La méditation, c’est la culture de l’attention. Il s’agit de patience, de fortitude et de quiétude progressivement atteintes. Les émotifs peuvent aller vers la Bhakti, les gens de nature purement morale vivent une pureté dont ils ont l’intuition et qui les gouverne. Les intellectuels ont l’esprit alimenté par leur étude qui se vérifie dans le silence.
Une approche de la méditation peut être facilitée par l’ouvrage de Patrick Lebail, « La Découverte Intérieure » parue au Courrier du Livre. Cet ouvrage a été écrit dans un but didactique.
Le thème de la solitude avait été retenu lors de la précédente réunion. Des participants ayant noté par écrit leurs réflexions sur ce sujet, il s’ensuit de longs échanges de vues à propos de ces textes.
Parmi les réponses à la question « suis-je un chercheur ? » certaines remarques peuvent être rapportées, notamment que le fait de chercher sa voie est une possibilité moderne.
S’il y a un minimum de recherche à faire pour trouver ce qui est assez valable, il ne faut pas passer son temps à chercher. On trouvera un jour ou l’autre une évidence, pourvu que l’on soit décidé à s’arrêter quelque part. Alors on a ce fameux éveil de la foi.

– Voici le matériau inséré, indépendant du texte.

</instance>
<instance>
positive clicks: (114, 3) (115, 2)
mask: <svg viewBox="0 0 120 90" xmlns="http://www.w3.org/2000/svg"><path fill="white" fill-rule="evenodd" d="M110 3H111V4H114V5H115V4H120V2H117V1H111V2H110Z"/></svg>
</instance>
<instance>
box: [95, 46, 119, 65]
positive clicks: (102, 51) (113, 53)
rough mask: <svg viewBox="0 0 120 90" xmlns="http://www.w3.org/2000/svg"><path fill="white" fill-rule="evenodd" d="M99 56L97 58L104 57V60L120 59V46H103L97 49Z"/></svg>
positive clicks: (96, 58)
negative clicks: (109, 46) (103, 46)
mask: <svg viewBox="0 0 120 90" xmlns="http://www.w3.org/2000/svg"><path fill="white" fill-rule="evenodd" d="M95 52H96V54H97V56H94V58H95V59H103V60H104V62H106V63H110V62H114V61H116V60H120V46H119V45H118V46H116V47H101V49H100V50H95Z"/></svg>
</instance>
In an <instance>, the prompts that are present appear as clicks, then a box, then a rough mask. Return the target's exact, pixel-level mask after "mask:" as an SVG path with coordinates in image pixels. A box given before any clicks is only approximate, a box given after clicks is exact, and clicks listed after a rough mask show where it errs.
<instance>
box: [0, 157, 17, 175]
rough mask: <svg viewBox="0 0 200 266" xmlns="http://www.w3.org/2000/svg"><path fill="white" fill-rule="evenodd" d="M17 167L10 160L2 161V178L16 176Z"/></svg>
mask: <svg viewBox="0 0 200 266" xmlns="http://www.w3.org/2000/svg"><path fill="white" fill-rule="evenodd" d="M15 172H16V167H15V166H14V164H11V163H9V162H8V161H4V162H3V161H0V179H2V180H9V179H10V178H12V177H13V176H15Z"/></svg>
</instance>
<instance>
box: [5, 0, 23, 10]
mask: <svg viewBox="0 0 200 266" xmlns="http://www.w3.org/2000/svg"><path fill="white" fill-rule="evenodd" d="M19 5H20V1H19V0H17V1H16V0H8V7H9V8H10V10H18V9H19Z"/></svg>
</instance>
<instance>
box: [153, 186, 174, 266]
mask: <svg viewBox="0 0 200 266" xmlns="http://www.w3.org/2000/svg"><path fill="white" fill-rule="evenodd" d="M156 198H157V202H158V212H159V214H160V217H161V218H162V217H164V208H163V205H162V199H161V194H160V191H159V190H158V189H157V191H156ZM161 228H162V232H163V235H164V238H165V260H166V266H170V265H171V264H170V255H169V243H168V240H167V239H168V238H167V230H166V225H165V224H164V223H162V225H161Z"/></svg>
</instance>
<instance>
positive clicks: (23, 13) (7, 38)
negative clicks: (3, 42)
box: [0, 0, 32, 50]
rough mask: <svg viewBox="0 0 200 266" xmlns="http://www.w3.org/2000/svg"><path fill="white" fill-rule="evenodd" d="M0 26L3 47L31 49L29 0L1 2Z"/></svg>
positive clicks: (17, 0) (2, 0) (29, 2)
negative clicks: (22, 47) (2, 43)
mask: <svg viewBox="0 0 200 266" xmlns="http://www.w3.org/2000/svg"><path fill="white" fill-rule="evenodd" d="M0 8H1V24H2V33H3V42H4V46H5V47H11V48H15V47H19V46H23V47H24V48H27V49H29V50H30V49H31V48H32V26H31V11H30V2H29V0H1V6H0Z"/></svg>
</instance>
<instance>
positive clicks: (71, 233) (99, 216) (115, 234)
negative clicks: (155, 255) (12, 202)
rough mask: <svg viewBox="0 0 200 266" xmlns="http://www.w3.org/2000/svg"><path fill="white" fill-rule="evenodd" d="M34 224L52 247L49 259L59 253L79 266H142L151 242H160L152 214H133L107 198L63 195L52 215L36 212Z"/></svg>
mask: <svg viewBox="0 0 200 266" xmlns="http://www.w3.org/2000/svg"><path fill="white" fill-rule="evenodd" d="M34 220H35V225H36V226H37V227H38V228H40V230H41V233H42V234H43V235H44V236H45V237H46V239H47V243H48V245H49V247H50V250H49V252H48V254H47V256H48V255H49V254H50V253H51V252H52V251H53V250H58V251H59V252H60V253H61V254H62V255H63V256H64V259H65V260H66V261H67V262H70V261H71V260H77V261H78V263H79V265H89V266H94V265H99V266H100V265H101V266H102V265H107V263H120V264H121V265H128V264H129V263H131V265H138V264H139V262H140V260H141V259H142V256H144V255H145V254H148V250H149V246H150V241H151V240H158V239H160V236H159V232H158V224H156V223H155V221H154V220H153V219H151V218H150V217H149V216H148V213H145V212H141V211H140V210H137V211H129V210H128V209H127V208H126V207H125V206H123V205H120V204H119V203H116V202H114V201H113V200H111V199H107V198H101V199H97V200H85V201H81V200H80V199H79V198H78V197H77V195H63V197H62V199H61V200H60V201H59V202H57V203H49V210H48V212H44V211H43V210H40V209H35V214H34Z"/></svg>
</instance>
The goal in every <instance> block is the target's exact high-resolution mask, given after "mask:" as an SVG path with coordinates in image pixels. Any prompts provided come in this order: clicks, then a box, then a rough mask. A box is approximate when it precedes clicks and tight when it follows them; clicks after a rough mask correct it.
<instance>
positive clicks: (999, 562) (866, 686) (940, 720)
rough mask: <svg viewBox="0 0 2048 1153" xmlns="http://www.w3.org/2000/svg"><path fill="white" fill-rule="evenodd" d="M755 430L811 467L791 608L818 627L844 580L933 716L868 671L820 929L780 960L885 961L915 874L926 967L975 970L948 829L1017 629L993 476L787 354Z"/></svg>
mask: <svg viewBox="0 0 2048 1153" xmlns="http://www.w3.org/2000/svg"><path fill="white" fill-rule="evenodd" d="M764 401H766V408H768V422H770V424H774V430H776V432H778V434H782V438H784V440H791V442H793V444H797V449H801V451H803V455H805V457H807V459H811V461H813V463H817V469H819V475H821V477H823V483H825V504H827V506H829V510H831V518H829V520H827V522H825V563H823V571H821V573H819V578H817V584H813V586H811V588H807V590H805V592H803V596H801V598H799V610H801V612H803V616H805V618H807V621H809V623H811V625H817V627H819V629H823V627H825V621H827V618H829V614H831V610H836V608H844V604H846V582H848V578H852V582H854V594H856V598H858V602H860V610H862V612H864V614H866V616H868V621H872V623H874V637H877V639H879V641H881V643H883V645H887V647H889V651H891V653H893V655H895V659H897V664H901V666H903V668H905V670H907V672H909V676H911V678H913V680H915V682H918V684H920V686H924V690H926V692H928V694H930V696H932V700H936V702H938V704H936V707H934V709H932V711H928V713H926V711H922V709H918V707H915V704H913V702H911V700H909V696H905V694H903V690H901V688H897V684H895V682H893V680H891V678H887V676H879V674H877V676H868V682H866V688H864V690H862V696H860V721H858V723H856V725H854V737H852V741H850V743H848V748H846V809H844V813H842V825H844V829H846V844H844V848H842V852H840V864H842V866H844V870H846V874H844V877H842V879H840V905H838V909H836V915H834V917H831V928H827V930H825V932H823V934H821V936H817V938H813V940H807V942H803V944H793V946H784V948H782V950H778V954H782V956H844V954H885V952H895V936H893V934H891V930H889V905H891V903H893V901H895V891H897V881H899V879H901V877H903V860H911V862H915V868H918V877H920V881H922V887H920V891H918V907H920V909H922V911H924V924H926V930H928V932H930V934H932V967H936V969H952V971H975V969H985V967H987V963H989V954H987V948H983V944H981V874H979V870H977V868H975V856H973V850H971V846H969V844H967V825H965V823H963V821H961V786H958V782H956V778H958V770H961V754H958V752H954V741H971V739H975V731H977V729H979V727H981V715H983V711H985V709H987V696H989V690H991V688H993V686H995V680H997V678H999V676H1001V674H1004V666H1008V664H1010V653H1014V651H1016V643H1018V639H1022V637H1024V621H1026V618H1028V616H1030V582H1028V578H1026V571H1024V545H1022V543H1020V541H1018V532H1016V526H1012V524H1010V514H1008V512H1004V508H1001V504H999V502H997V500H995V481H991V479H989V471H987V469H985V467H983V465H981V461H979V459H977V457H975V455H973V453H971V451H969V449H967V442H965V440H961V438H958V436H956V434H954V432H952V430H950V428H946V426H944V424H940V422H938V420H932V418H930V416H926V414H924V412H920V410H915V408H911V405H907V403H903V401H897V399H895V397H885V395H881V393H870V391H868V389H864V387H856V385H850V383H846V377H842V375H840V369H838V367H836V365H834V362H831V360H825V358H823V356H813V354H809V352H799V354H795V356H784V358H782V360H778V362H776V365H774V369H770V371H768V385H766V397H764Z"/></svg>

On ne s’arrête pas pour contempler, la recherche continue, mais dans un sens assez déterminé. Certains, très rares, s’arrêtent comme ce fut le cas pour le Maharshi. Il y a là une ascèse. C’est un travail d’autodestruction qui ne peut aboutir qu’à la mort des instincts, des désirs. C’est la mort de soi-même et c’est dans cette mort qu’il y a la résurrection. Le Maharshi a dit « La solitude est une attitude mentale. L’homme attaché aux choses de ce monde ne peut l’obtenir où qu’il soit. »
Après quelques années de recherche, il n’y a plus de solitude sur le chemin, car l’on rencontre des gens qui sont du même bord. Cela prend du temps, c’est le travail d’une vie. C’est cela qui lui donne son sens.